In accordance with 37 C.F.R. .sctn.1.56 and 1.97, the following references are disclosed:
Kauffman and Gay, "An Effective Passivating Oil Field Corrosion Control System", Final Technical Report, Mar. 31, 1986.
The original work made for this invention was reviewed by a confidential review of the U.S. Department of Energy under Contract No. 03RI 008601, later examined through proprietary and confidential testing and validation performed by the Bureau of Engineering Research of the University of New Mexico College of Engineering under Contract DFGOI85CE15200. To Applicant's knowledge, the only report or document prepared as a result of this work which may be a publication is the above-cited reference. This Report is available upon request from the U.S. Department of Energy Technical Information Center.
This reference generally discusses the type of research performed and future research proposed by the inventor of the present invention in order to demonstrate the process claimed in the application. The information provided in the Final Technical Report is general in nature and does not disclose the invention of the present application. Ternisien, J. A., et al., "Corrosion of Semi-Stainless Steel by Natural Gas from the Lacq Field", 249 Comptus Rendus (French) 1655-1657 (1959).
This reference reports corrosion products consisting of an outer friable layer and an inner compact layer the latter composed of pyrite pyrrholite, and offering protection from the gas.
U.S. Pat.
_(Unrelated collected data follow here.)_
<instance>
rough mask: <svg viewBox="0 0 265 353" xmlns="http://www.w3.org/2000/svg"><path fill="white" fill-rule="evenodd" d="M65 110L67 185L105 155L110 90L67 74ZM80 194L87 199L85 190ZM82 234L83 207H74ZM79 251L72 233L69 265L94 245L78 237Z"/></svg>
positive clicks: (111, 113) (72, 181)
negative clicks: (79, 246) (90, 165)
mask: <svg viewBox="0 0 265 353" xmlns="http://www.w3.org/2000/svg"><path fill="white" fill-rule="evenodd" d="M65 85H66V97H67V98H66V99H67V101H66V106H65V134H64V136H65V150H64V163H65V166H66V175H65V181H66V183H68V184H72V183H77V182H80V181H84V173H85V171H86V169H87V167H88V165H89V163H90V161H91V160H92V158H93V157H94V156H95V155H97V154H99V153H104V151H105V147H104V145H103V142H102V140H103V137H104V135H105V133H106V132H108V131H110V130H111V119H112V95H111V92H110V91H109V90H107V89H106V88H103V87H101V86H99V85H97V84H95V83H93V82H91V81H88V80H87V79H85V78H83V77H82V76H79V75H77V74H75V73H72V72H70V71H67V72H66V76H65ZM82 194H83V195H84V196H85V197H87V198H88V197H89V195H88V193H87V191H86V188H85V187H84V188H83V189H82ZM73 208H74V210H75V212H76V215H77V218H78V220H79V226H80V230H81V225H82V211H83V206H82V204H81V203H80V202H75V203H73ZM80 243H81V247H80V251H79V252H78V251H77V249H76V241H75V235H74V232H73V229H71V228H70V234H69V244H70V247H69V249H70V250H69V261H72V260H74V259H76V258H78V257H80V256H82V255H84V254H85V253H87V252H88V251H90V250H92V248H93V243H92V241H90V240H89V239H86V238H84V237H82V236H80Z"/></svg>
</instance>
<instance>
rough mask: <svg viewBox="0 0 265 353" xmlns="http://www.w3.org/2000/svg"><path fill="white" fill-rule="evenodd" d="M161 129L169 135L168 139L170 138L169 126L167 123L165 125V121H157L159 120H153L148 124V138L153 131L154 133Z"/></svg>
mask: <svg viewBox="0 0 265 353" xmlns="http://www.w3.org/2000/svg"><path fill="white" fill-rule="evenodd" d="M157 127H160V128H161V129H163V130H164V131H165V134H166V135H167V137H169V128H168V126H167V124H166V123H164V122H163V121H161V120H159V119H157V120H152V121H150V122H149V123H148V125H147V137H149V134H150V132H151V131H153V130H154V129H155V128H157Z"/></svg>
No. 3,989,459, Nose, Y., et al., "Method of Preventing Corrosion of Steelworks", Nov. 2, 1976.
A method for preventing corrosion of steelworks by a flowing corrosive solution having a pH of 6.7 to 7.1, and comprising water, ammonia, and hydrogen sulfide. Particularly, a method to prevent corrosion of steel material by adding 5 ppm to 0.3 wt % as the amount of available sulfur of sulfur, ammonium polysulfide and/or alkali polysulfides to the fluid as available.
None of the above-discussed references are sufficiently material, alone or in combination to render unpatentable the claims of the present application.